Pampelum é uma cidade (na verdade uma cidade-estado, um pequeno país no interior de um grande continente, mas não se incomode quando eu chamar de cidade) muito especial, com muitas peculiaridades. Quando passeamos por Pampelum uma das coisas que costumam chamar atenção é a ausência de imagens e templos religiosos. É isso mesmo, não adianta procurar uma grande catedral na praça central que você não encontrará. Muitos visitantes deixam a cidade com a impressão de que os pampelúmicos não são religiosos. Mas quero contar um segredinho para você.

Na verdade, os pampelúmicos possuem uma vibrante espiritualidade que é imperceptível por muitos que estão acostumados com as expressões convencionais. É comum entre os pampelúmicos haver uma grande apatia diante de discussões religiosas e grande cuidado com a ostentação de ícones que podem dividir ou ferir a consciência do outro, principalmente em espaços públicos. Isso porque Pampelum historicamente vem recebendo muitos refugiados de cruéis guerras religiosas que dividiram famílias, oprimiram minorias e mataram milhões de pessoas. São corações feridos que encontraram remédio nessa cidade. Por isso é comum ouvir o jargão: “Religião não se discute”. Mas isso não quer dizer que ela não seja importante, não seja vivida, entende?

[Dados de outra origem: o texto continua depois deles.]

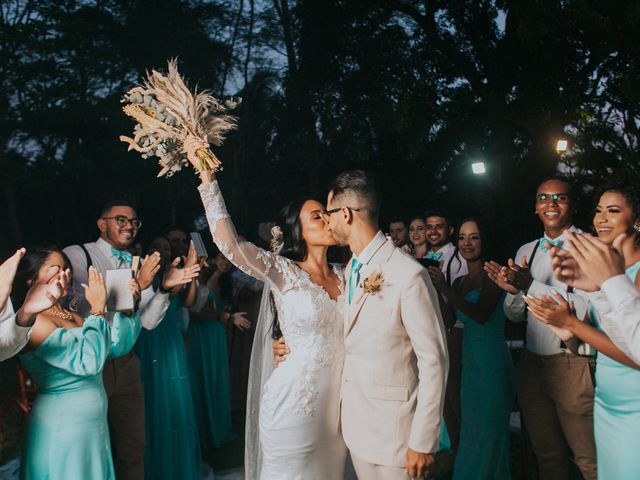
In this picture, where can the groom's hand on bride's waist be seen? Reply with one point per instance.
(419, 464)
(280, 351)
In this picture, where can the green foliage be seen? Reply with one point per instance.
(413, 90)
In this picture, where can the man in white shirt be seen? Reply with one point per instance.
(119, 225)
(398, 231)
(589, 264)
(439, 230)
(555, 388)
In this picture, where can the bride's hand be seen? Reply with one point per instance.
(280, 351)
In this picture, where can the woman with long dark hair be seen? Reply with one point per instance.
(299, 406)
(488, 377)
(616, 411)
(68, 436)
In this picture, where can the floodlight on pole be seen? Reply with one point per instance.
(562, 146)
(478, 168)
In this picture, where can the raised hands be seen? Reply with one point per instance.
(96, 292)
(175, 276)
(7, 274)
(589, 262)
(148, 270)
(554, 311)
(239, 319)
(42, 296)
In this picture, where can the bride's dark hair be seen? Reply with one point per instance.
(294, 247)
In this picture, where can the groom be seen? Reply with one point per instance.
(396, 364)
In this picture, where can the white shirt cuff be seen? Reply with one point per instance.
(620, 289)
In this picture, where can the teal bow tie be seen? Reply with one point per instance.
(354, 278)
(555, 243)
(434, 256)
(123, 257)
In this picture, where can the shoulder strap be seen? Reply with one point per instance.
(87, 255)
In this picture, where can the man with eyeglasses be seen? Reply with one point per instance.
(555, 387)
(119, 224)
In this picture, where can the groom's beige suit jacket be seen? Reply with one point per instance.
(396, 362)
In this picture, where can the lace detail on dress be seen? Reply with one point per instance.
(312, 323)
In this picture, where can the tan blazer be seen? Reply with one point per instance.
(394, 376)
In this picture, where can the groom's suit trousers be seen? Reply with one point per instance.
(370, 471)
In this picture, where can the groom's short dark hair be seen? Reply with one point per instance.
(362, 187)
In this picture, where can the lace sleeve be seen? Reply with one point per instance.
(278, 272)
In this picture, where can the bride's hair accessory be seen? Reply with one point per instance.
(277, 239)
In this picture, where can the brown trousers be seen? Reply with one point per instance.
(454, 380)
(125, 394)
(555, 393)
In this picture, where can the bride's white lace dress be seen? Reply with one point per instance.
(299, 409)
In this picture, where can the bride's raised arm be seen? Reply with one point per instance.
(264, 265)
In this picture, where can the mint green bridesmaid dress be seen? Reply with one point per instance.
(208, 360)
(68, 436)
(173, 450)
(486, 397)
(616, 413)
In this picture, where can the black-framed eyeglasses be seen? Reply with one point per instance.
(326, 214)
(123, 221)
(553, 197)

Religião fundada no exclusivismo e medo realmente não tem lugar ali, mas existe algo realmente mais profundo, inclusivo e encantador que vale a pena ser desvendado. Em Pampelum Deus brinca de esconde-esconde. Respondendo a um questionamento sobre sua religião, Einstein disse o seguinte: “Tente penetrar, com nossos limitados meios, nos segredos da natureza, e descobrirá que por trás de todas as leis e conexões discerníveis, permanece algo sutil, intangível e inexplicável. A veneração por essa força além de qualquer coisa que podemos compreender é a minha religião. Nesse sentido eu sou, de fato, religioso”. Será que ele experimentou uma espiritualidade semelhante a dos pampelúmicos? Intuo que sim.

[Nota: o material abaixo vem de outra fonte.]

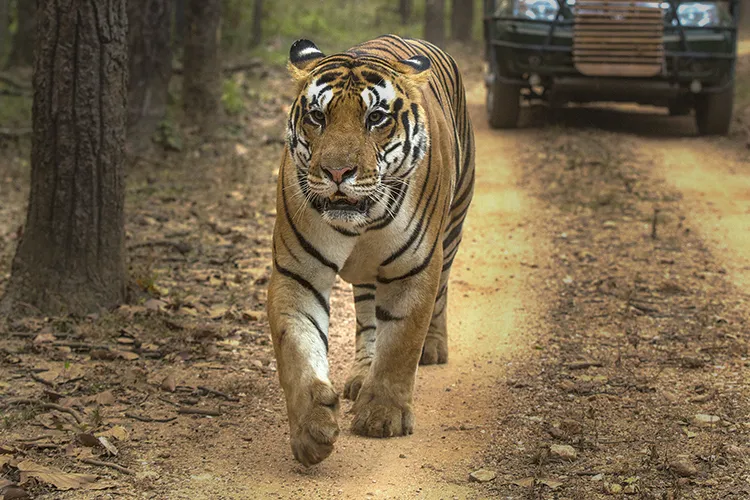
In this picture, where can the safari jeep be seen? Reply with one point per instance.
(676, 54)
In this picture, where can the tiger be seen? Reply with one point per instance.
(374, 185)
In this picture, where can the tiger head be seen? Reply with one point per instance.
(356, 132)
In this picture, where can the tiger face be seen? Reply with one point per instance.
(356, 132)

segunda-feira, 21 de março de 2011

A voz do burro

Essa é minha quarta tentativa de manter um blog (sei que esse dado pode ser um pouco desencorajador). Na primeira tentativa, a minha preocupação era a reprodução teológica. Já na segunda, comecei a refletir sobre a teologia e lentamente me abrir para outros temas, dialogando, questionando, propondo, enfim, soltando pipas com um amigo. Na tentativa seguinte, estava modificado e deslocado, ansiando por exílio num outro mundo onde as fábricas pintassem de todas as cores suas fumaças. E aqui estou eu, como disse no começo, na minha quarta tentativa.

Provavelmente, essa nova empreitada terá suas especificidades, mas sinceramente não sei quais serão. Isso é estimulante, porque tanto eu quanto o leitor (espero tê-lo) as descobriremos juntos. O nome do blog brinca e força essa conotação do “não-saber”. Zurro, a voz do burro. Talvez, seja justamente nessa nuance agnóstica que essa quarta tentativa mais se distancie da primeira, embora carregue toda a minha historicidade. No Zurro, temas serão repetidos, modificados, desvendados, transpostos, como faz um compositor com os temas da sua música.

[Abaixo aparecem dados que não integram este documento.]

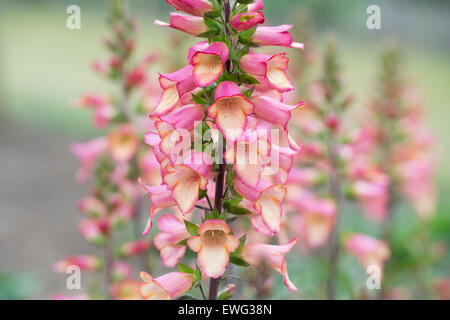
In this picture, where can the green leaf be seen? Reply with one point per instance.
(248, 79)
(213, 25)
(183, 242)
(191, 227)
(186, 269)
(238, 211)
(238, 261)
(199, 99)
(198, 273)
(245, 36)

Recebi de uma amiga no meu último aniversário um livro com a seguinte dedicatória: “Espero que você encontre (neste livro) devaneios, fantasias, criação, originalidade, utopia, sonho, idílio, miragem, êxtase, força, vivacidade, luminosidade, contestação, contradição, inconformidade, vigor, enfim, tudo o que possa dar um pouco de sentido à condição humana”. Longe de pretender uma comparação com o gênio Fernando Pessoa, transcrevo a dedicatória apenas como uma prece para que juntos encontremos por aqui esse sentimento compositor de vida na discussão dos mais variados temas.

Vamos, vamos, isso foi só para ir preparando as coisas...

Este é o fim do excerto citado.